I must make it more clear, what I mean by "just presence". If you are in love with someone, then there are moments when you are not doing anything. You are just present by your lover's or beloved's side: just present, totally silent; you are not even loving each other -- just present. A very strange phenomenon happens. Ordinarily, our existence is linear. We exist in a line, in a sequence -- "my past, my present, my future": this is a line. I move on my track, you move on your track. We have our tracks, linear tracks, I moving on mine, you moving on yours. Really, we never meet. We are parallel lines -- no meeting. Even if we are crowded there is no meeting, because you are on your track and I am on my track; you belong to your past, I belong to my past; my present is born out of my past, your present is born out of your past. Your future will be a causal sequence of your past and present, and mine will be of mine.

So we move on tracks -- linear tracks, one-line tracks., There is no meeting. Only lovers meet because, suddenly, when you are just present with someone, a different time comes into existence. You both meet in a single moment, and this moment neither belongs to you nor to your lover. This is something new. This is neither out of your past nor out of your lover's past. Time moves in a different dimension -- not linear, not from the past to the future, but one present with another present. And there is a meeting between two present moments -- a different dimension. This dimension is known as the dimension of eternity, so lovers have said that one moment of love is eternity unto itself. It never ends. It has no future, it has no past. It is just present here and now.

This is what I mean when I say that if you can listen not with your past, not with your future, but with such a totality that in the present moment only your presence remains; if you can listen silently, passively; if you can just be present here and now; if this very moment is enough -- then a different dimension will open. And the Upanishadic message can penetrate only in that dimension.

That is what is meant when it is said that the essence of the Upanishads is eternal. It does not mean permanent. It only means a different dimension of time in which there is no future and no past. So you will have to move in a different way -- in your inner time. And with that inner change, words begin to take a different shape and a different significance is born out of them.

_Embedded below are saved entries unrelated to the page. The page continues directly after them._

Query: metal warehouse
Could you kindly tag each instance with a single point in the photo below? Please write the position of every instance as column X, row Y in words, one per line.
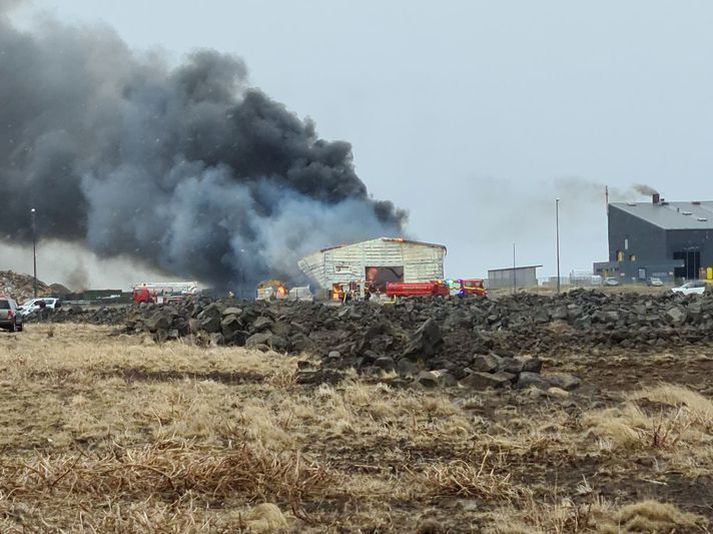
column 659, row 239
column 513, row 277
column 376, row 261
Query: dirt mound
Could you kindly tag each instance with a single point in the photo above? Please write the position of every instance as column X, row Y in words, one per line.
column 20, row 286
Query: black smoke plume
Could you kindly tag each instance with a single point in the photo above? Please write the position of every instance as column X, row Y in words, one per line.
column 188, row 168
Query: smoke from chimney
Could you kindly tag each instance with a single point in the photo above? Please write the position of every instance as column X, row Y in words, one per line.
column 188, row 168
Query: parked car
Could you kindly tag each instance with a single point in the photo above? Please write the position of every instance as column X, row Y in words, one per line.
column 48, row 303
column 10, row 317
column 695, row 287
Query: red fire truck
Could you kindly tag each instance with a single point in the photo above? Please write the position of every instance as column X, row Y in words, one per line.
column 416, row 289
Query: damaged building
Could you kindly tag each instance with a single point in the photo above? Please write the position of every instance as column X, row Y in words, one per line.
column 378, row 261
column 667, row 240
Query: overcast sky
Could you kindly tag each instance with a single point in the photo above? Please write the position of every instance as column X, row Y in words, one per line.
column 473, row 115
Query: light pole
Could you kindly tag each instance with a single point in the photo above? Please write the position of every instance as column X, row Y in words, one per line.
column 557, row 222
column 514, row 270
column 34, row 254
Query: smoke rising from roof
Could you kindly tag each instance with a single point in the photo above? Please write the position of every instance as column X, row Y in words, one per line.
column 645, row 189
column 188, row 168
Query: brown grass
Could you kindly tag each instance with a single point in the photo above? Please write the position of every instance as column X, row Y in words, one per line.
column 116, row 433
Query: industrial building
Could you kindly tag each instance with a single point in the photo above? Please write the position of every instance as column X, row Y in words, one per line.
column 659, row 239
column 513, row 277
column 376, row 261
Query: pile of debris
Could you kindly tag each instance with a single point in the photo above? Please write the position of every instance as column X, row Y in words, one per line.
column 479, row 341
column 20, row 286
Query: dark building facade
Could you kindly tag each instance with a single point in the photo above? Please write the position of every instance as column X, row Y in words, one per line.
column 659, row 239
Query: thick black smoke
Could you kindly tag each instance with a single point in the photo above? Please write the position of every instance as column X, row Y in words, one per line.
column 188, row 168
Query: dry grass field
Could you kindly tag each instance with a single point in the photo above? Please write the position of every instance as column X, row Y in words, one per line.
column 104, row 433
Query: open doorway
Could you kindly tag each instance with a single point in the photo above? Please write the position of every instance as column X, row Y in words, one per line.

We use similar words. Everyone uses the same words, but with a different mind the words have a different meaning. For example, a doctor asks a patient, "How are you?" and at a casual meeting on the street, you ask someone, "How are you?" and a lover asks a beloved, "How are you?" -- the words are the same, but is the meaning the same? When a doctor asks a patient, "How are you?" does it mean the same as when a lover asks a beloved, "How are you?" A different significance comes into being.

The Upanishads cannot be understood in an ordinary way. That is how scholars miss the whole point, linguists miss the whole point, pundits miss the whole point. They work with language. with grammar, with everything that is pertinent, but still they miss. Why do they miss? The missing happens because their inner time is linear. They are working with their intellect. not with their being. Really, they are working on the Upanishad: they are not allowing the Upanishad to work upon them. That is what I mean when I say to just be present: then the Upanishad can work upon you -- and that can be a transformation. That can transport you to different planes of existence.